La réalité du terrain de nos forces de l'ordre est habilement retranscrite. Le site officiel du ministère de l'Intérieur a même invité en titre : « Ne ratez pas la sortie en salle du film Albatros. » Le film est en effet une réponse mezzo voce aux attaques anti-police.

Laurent le gendarme est un passionné de navigation, son grand-père fut marin pêcheur. Il héritera de la maquette d'un voilier : l’Albatros. À travers son métier, il a l'habitude de côtoyer le monde rural et notamment Julien (interprété par Geoffrey Serry, agriculteur dans la vraie vie), éleveur de vaches dans le film.

Julien incarne la quintessence du paysan français, modeste et courageux : « Mes bêtes sont mieux logées que moi », dit-il. Ou comment illustrer un cri du cœur, à l'heure où l'on accuse les éleveurs d'être des assassins. Travail dénigré, en perte de vitesse : Julien n'hésite pas à se plaindre de sa condition et de ses difficultés.

Laurent fait tout ce qui est en son pouvoir pour soutenir Julien en profonde détresse, jusqu'à tirer dans la jambe de l'agriculteur, pensant le sauver de ses envies suicidaires. Malencontreusement, Julien succombe de sa blessure. Alors, la vie du gendarme bascule.

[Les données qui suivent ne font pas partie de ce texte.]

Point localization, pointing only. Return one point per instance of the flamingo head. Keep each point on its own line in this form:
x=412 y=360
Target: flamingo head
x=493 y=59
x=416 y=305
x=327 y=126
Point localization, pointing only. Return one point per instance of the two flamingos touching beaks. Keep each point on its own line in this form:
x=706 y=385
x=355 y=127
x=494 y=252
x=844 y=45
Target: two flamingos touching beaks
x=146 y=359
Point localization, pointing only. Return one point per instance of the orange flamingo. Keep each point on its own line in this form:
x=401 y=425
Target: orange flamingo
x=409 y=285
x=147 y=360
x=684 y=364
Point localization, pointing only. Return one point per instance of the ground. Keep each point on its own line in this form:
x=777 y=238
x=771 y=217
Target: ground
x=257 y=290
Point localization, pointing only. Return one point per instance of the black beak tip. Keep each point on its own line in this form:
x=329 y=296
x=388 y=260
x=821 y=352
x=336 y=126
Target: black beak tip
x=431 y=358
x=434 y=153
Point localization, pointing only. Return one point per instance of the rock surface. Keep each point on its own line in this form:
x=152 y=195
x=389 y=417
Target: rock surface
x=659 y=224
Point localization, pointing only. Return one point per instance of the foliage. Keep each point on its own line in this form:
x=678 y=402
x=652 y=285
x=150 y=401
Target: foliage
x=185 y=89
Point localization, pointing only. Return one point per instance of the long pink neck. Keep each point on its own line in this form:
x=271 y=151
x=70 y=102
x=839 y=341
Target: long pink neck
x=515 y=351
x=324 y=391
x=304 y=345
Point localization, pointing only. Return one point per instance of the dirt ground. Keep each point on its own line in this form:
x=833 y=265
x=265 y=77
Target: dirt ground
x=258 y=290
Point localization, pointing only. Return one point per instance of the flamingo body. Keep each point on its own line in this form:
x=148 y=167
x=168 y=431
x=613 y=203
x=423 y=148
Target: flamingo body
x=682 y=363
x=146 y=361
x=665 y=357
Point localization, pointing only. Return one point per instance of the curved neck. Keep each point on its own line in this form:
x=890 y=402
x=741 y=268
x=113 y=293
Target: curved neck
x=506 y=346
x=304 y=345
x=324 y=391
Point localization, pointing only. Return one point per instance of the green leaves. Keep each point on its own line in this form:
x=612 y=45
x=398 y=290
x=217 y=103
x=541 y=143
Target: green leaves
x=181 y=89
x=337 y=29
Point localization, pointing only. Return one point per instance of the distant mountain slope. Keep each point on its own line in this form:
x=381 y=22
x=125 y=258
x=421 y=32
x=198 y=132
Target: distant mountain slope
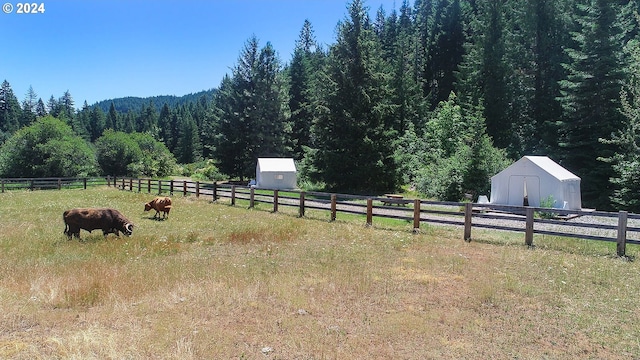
x=123 y=105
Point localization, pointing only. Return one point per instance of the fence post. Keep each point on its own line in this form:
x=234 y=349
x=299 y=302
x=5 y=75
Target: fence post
x=528 y=231
x=334 y=199
x=468 y=216
x=275 y=200
x=301 y=209
x=622 y=233
x=416 y=216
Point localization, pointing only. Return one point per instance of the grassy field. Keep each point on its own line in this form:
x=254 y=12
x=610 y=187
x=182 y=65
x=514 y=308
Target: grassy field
x=221 y=282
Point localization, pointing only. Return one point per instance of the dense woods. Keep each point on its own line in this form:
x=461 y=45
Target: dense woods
x=435 y=95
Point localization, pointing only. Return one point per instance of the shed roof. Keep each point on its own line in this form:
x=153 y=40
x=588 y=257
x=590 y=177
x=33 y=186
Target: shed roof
x=276 y=164
x=552 y=167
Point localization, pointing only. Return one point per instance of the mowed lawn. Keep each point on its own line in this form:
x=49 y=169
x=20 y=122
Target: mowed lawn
x=216 y=281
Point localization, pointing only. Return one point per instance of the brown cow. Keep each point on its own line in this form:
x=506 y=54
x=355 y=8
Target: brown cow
x=160 y=203
x=108 y=220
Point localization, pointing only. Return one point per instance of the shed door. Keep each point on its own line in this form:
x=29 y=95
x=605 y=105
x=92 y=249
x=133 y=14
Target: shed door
x=521 y=186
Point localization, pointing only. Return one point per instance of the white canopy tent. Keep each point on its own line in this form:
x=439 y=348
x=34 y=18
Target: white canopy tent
x=536 y=178
x=276 y=173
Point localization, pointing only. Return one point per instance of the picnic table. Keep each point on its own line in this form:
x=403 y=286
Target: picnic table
x=393 y=199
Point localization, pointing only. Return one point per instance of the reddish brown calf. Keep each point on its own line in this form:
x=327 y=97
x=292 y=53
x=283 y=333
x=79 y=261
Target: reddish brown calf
x=159 y=204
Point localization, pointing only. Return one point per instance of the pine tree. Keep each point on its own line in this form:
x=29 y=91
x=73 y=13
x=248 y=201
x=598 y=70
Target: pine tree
x=249 y=115
x=591 y=99
x=164 y=125
x=41 y=110
x=97 y=123
x=29 y=108
x=10 y=115
x=189 y=145
x=354 y=149
x=304 y=64
x=112 y=118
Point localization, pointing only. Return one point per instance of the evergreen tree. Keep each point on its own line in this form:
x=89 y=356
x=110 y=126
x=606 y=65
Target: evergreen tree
x=10 y=116
x=28 y=114
x=483 y=73
x=354 y=149
x=189 y=146
x=47 y=148
x=148 y=120
x=626 y=161
x=97 y=123
x=249 y=118
x=228 y=132
x=41 y=110
x=591 y=99
x=164 y=125
x=112 y=118
x=306 y=61
x=66 y=105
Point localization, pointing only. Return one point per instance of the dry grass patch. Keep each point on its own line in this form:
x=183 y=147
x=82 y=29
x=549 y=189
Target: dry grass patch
x=216 y=281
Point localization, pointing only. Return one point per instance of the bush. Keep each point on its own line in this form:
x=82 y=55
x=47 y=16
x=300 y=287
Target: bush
x=47 y=148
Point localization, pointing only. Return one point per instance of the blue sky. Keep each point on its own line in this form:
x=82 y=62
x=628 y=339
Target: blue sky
x=105 y=49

Tout s'accélère : enquête, médiatisation de l'affaire, justice. Cet accident de parcours, Laurent le paie au prix cher. Le « flic » semble anéanti, sans repères. Pour l'opinion publique, il est passé du stade de héros du quotidien à celui de meurtrier. Malgré le soutien plein et entier de sa compagne, de sa fille et de sa hiérarchie, Laurent quitte son village et vogue en eaux troubles.

Le récit proposé par Beauvois est immersif, l'intrigue bien amenée et le jeu des acteurs juste et efficace. Albatros ne laisse personne indifférent : cela peut advenir à tout le monde. Le navire et la place qu'occupe le voilier dans le film rappelle à quel point il est difficile de tenir la barre contre vents et marées quand Laurent se retrouve seul, sans cap ni but à atteindre. Le flic est à la recherche de son « moi intérieur », pour parvenir à extirper cette culpabilité.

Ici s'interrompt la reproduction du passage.